Quase 15% ao mês no rotativo do cartão de crédito. Isso é assalto! Você sabe que está sendo extorquido. E não é que faltando sete meses para a eleição, o presidente Lula reúne a equipe para pensar em uma medida? Vamos reduzir essa taxa.
A discussão é ótima, só que a primeira ideia que vazou, qual é? A demagogia de sempre: 'Os juros do cartão estão altos? Vamos tabelar!' E olha isso: juro é um problema, bota problema nisso. O Brasil está quebrando recorde atrás de recorde, sociedade mais endividada da nossa história. 80% das famílias com dívida. Você pega a série histórica que começa em 2010, nunca foi assim.
Quase 30% da renda das pessoas, das famílias comprometida com o pagamento de compromissos antes de qualquer outra despesa. Olha esse número: do salário que entra, quase um terço sai para pagamento de juros. O resto das despesas paga como? Fazendo mais dívida!
Pega as empresas: mais de 7 milhões de CNPJs inadimplentes, recorde também. Recorde de recuperação judicial. A taxa média de crédito para as empresas é o maior patamar desde 2016, 10 anos. Compara com o mundo: Estados Unidos, crédito para as empresas gira entre 5,5 e 7% ao ano. Na Europa, pouco mais de 4%. Brasil: 32.8 média.
Tem mais: se o governo quisesse resolver o problema, não mascarar, ia olhar para onde? Contas públicas! Está aí a resposta. Governo gastando mais do que arrecada todo ano. Aí para financiar a gastança, se endivida, joga papéis no mercado e compete com as empresas e com as famílias para pegar o dinheiro disponível. Ele toma tudo, porque quando o maior tomador de crédito do país entra na disputa, os juros sobem. Juros sobem, Selic nas alturas, rotativo do cartão vai a 15% ao mês.
Quer dizer: o governo produz o problema, cria o problema, e agora quer tabelar. Só que tabelar tem consequência. Quando Dilma Rousseff segurou as taxas do financiamento, tabelou, habitacionais da Caixa, abaixo do custo... Que aconteceu com o crédito imobiliário? Ficou mais barato? Não! Sumiu. O banco não vai conseguir cobrir o risco, então ele para de emprestar.

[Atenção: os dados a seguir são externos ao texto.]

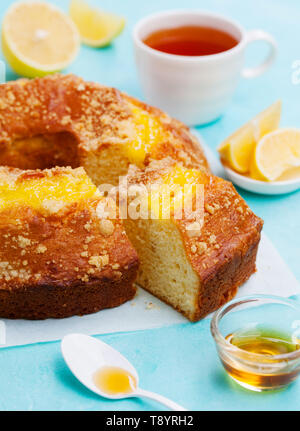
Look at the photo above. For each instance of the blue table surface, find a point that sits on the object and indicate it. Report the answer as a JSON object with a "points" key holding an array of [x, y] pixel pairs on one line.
{"points": [[178, 361]]}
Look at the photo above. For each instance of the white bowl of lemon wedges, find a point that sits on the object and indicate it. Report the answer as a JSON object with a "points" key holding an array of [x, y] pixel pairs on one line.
{"points": [[261, 157]]}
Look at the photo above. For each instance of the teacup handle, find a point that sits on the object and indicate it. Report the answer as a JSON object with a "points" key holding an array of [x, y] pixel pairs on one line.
{"points": [[252, 36]]}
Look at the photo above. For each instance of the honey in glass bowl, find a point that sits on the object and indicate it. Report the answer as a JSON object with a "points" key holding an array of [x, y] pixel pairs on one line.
{"points": [[257, 339]]}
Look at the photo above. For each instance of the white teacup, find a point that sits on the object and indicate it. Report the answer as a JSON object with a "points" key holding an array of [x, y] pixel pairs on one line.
{"points": [[194, 89]]}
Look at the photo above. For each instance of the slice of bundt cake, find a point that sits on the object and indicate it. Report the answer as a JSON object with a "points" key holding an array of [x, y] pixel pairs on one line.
{"points": [[61, 120], [58, 255], [196, 258]]}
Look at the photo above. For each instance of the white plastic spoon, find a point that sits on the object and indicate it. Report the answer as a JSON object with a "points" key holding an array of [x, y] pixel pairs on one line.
{"points": [[85, 355]]}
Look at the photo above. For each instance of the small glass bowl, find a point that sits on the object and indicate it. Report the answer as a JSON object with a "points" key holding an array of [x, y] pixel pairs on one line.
{"points": [[256, 371]]}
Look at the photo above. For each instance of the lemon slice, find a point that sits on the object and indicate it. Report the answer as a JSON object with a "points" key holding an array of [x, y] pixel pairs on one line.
{"points": [[96, 28], [276, 153], [38, 38], [237, 150]]}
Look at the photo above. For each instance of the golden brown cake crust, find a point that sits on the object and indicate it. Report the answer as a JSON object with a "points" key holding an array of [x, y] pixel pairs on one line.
{"points": [[94, 115], [61, 262], [223, 253]]}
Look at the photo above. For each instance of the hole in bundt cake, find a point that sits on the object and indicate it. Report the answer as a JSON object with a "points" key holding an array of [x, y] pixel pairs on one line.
{"points": [[42, 152]]}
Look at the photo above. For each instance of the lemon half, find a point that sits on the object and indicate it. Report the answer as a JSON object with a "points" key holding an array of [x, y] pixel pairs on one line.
{"points": [[96, 28], [275, 154], [38, 38], [237, 150]]}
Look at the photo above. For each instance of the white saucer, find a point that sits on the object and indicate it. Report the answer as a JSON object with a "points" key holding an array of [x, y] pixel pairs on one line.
{"points": [[262, 187]]}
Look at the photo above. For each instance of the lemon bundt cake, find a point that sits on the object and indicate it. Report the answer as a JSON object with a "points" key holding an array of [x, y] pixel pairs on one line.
{"points": [[193, 263], [61, 120], [59, 256]]}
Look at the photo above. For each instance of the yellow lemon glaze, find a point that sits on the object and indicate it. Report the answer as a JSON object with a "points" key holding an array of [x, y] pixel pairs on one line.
{"points": [[148, 133], [40, 193], [178, 187]]}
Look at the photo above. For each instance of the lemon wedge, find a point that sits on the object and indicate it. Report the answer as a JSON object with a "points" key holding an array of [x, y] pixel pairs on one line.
{"points": [[237, 150], [96, 28], [276, 153], [38, 38]]}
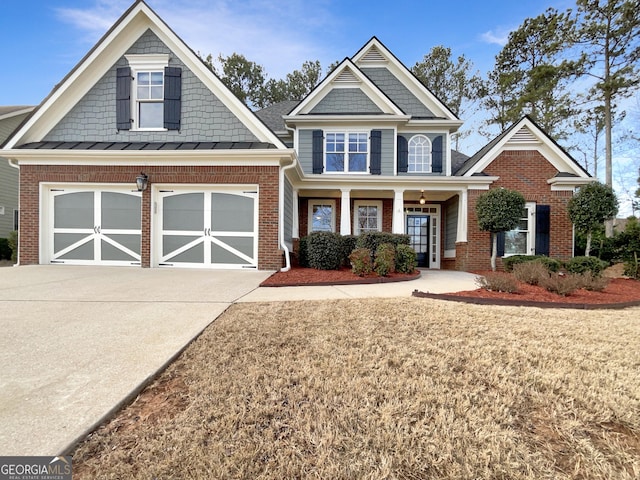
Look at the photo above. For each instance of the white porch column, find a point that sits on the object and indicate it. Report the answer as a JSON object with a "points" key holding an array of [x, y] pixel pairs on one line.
{"points": [[462, 216], [295, 223], [345, 212], [398, 212]]}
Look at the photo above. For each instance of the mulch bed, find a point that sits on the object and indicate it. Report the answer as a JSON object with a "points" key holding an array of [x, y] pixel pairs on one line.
{"points": [[620, 293]]}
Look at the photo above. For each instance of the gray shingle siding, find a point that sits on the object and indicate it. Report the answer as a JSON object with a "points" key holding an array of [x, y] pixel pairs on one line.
{"points": [[387, 159], [397, 92], [288, 211], [431, 137], [8, 177], [203, 118], [451, 224], [346, 100]]}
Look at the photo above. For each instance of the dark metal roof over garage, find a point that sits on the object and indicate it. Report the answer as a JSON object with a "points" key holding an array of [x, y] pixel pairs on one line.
{"points": [[147, 146]]}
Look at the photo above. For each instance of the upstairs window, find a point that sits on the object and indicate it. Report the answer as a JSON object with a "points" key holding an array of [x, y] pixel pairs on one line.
{"points": [[150, 99], [346, 152], [419, 154], [148, 94]]}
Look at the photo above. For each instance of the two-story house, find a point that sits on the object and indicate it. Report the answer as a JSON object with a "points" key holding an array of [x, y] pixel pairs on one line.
{"points": [[141, 156]]}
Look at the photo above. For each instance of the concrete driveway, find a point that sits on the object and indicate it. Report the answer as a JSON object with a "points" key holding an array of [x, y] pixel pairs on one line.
{"points": [[75, 342]]}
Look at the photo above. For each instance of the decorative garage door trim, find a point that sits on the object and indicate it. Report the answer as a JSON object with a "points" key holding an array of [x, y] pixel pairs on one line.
{"points": [[205, 226], [91, 225]]}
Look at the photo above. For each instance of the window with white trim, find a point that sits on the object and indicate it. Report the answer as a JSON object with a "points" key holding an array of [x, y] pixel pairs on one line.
{"points": [[147, 94], [346, 152], [419, 154], [322, 216], [367, 216], [521, 240]]}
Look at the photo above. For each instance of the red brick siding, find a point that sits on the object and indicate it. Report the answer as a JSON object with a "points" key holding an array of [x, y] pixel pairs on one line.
{"points": [[527, 172], [269, 253]]}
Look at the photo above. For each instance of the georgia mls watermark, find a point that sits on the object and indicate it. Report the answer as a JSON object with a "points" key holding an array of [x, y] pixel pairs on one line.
{"points": [[35, 468]]}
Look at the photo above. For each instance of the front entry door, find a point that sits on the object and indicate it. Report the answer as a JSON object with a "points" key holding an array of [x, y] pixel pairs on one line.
{"points": [[418, 231]]}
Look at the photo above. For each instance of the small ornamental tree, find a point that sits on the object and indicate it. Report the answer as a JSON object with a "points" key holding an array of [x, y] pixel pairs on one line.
{"points": [[499, 210], [590, 207]]}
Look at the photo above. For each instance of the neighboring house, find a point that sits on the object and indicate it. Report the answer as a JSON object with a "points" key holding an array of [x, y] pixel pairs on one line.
{"points": [[10, 119], [369, 149]]}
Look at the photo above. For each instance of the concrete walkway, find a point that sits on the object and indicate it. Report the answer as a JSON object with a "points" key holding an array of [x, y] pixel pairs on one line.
{"points": [[78, 342]]}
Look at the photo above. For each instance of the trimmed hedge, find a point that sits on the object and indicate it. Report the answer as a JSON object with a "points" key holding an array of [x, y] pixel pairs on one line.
{"points": [[552, 264], [586, 264], [406, 259]]}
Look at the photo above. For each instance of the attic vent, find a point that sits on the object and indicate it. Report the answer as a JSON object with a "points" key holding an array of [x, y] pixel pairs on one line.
{"points": [[523, 135], [373, 55], [346, 76]]}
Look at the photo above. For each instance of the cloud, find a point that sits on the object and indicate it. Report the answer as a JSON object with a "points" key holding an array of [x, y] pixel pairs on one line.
{"points": [[258, 29], [497, 37]]}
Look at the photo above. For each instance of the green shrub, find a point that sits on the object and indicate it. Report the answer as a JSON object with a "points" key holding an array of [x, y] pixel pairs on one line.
{"points": [[324, 250], [406, 259], [530, 272], [384, 263], [497, 282], [303, 259], [592, 283], [360, 259], [562, 284], [372, 240], [348, 246], [13, 244], [586, 264], [552, 264], [5, 249]]}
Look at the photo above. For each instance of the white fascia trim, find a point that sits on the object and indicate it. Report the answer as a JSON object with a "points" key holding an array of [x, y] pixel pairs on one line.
{"points": [[269, 157], [107, 53], [552, 153], [15, 113], [325, 181], [367, 86], [321, 121], [568, 183], [409, 80]]}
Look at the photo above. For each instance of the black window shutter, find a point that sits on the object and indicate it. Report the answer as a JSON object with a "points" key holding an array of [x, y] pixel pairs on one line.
{"points": [[500, 252], [375, 166], [172, 97], [436, 155], [403, 154], [317, 154], [543, 229], [123, 98]]}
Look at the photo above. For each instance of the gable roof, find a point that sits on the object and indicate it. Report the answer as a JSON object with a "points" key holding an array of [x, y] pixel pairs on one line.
{"points": [[113, 45], [375, 54], [524, 134], [347, 74]]}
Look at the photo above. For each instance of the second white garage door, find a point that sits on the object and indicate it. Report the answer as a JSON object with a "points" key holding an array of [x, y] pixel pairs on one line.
{"points": [[213, 227]]}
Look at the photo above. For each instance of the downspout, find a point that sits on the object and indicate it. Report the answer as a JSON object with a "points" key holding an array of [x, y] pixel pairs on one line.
{"points": [[287, 253], [17, 167]]}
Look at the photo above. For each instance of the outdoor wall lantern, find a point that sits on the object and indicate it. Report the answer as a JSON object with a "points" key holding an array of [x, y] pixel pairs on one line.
{"points": [[142, 181]]}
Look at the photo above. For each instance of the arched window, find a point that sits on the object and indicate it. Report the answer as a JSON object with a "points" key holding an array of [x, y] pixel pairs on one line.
{"points": [[419, 154]]}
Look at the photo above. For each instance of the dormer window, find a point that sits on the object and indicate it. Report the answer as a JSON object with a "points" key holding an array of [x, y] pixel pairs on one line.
{"points": [[346, 152], [419, 154], [148, 94]]}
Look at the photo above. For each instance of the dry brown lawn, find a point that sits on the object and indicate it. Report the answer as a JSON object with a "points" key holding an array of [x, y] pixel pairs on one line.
{"points": [[395, 388]]}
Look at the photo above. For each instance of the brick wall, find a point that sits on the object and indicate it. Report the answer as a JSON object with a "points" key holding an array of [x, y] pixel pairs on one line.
{"points": [[269, 253], [526, 172]]}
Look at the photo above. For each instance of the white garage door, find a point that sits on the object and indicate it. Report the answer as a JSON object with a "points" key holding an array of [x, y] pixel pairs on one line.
{"points": [[94, 226], [210, 228]]}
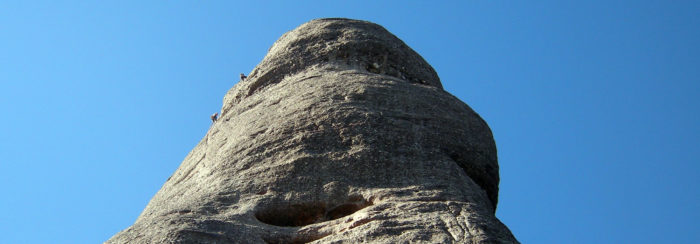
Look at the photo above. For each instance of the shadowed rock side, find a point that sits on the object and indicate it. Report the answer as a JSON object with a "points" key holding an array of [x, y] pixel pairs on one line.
{"points": [[341, 134]]}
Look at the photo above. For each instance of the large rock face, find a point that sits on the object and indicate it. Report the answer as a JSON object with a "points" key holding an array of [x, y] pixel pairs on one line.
{"points": [[341, 134]]}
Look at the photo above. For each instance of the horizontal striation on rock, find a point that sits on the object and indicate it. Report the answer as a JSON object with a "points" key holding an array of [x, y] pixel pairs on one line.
{"points": [[341, 134]]}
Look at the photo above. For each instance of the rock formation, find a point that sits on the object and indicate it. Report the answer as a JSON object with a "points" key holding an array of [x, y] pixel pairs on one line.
{"points": [[342, 134]]}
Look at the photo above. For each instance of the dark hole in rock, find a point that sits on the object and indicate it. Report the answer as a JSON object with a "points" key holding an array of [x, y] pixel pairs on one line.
{"points": [[309, 213]]}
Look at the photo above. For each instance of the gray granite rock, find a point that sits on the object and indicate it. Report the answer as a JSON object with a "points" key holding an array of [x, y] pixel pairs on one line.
{"points": [[342, 134]]}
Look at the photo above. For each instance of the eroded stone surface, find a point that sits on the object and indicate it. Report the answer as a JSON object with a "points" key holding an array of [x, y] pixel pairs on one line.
{"points": [[342, 134]]}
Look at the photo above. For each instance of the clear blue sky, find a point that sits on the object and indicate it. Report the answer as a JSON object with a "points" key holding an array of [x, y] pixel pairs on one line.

O México fez a experiência, 2021, limitou o juro do cartão, aliás, do crédito pessoal. O que aconteceu? 4 milhões de pessoas foram excluídas do sistema. Foram para onde? Mercado informal. Taxa mais alta, sem regulação, sem proteção.
Então nós estamos falando de uma medida ineficaz, intervencionista, populista e que se fia numa fantasia. Fantasia de que você pode taxar banco, taxar empresa, sem que o custo chegue às pessoas. Vai chegar! O depositante vai receber menos, quem pega empréstimo vai pagar mais, porque no fim da linha tem uma pessoa que não tem como repassar para ninguém.
Então o governo brinca de orçamento, faz esse orçamento Playmobil, contabilidade recreativa, essa versão da contabilidade criativa da Dilma, feita com exclusões autorizadas, sem pedalada. Aí o governo produz o déficit, endivida o país, eleva o juro, sufoca as famílias, as empresas, e depois vira protetor dos mais pobres contra os bancos gananciosos.
Solução real: ajuste fiscal consistente. Aí sim, você controla a dívida, sinaliza, a Selic cai de verdade, o crédito fica mais barato, as famílias podem respirar. Tabelar pode ser muito bom para fins eleitorais. Pro Brasil é um desastre.